It was a simple but clever idea that, in 1975, led Edwin Southern to invent a method that carries his name and that has revolutionized the study of DNA.

In the early 1960s, Julius Marmur and Paul Doty published a study that accurately described the conditions for the optimal renaturation of DNA complementary strands, upon denaturation by high temperatures. They proposed that high temperature was required to block the formation of weak bonds between non-complementary strands and to guarantee the proper pairing of complementary molecules.

Given these findings and the intrinsic features of DNA molecules, it became evident that a specific DNA fragment could be identified from a biological sample by letting it hybridize, following denaturation, to a radiolabelled complementary molecule. An RNA strand, for example, could be used as a probe to gain insight into gene structure and function. The hybridization could even occur when the DNA was trapped onto a nitrocellulose membrane.
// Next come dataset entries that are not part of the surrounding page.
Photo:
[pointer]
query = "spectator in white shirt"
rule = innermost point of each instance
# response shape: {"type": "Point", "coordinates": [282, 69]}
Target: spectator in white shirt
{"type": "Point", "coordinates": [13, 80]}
At that time, DNA fragments could be obtained by digestion with the recently discovered restriction enzymes (see Milestone 4) and by separation through electrophoresis in agarose gel (see Milestone 1). However, DNA recovery from the gel inevitably led to loss of material and a notable decrease in the resolving power of electrophoresis.

Southern had a genial intuition that he could transfer the DNA fragments directly from the gel onto a nitrocellulose membrane laid on top of it. The agarose gel being permeable, he could force liquid to pass through the gel by piling up, on top of the nitrocellulose, a stack of dry filter paper. Drawn by the flowing liquid, the DNA fragments could be soaked out of the gel. Following hybridization with radiolabelled RNA, autoradiography of the membrane revealed the specific fragments containing the sequence of interest, which appeared as sharp bands in the same position as they had been on the gel. It was finally possible to detect a specific DNA sequence from a smear, without having to purify it away from the rest of the genome.
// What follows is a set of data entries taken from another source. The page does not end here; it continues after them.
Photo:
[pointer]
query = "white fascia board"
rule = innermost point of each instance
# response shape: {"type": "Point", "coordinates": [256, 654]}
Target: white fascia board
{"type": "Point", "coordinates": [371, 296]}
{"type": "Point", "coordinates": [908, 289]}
Southern used his method to study bacterial and eukaryotic ribosomal genes, but its practice soon became widespread. It facilitated the study of gene structures and, only a few years later, the discovery of genetic defects (such as the loss of a restriction enzyme site underling sickle cell anaemia). Nowadays, the applications of the Southern blot span from basic to biomedical research, and from genetic engineering to forensics, yet the protocol remains surprisingly similar to that described by Southern over 30 years ago.

The method also inspired others to adopt a similar strategy for the study of different molecules. To emphasize the similarity with the Southern blot, the transfer of RNA and protein from a gel to a solid support were named northern and western blot, respectively.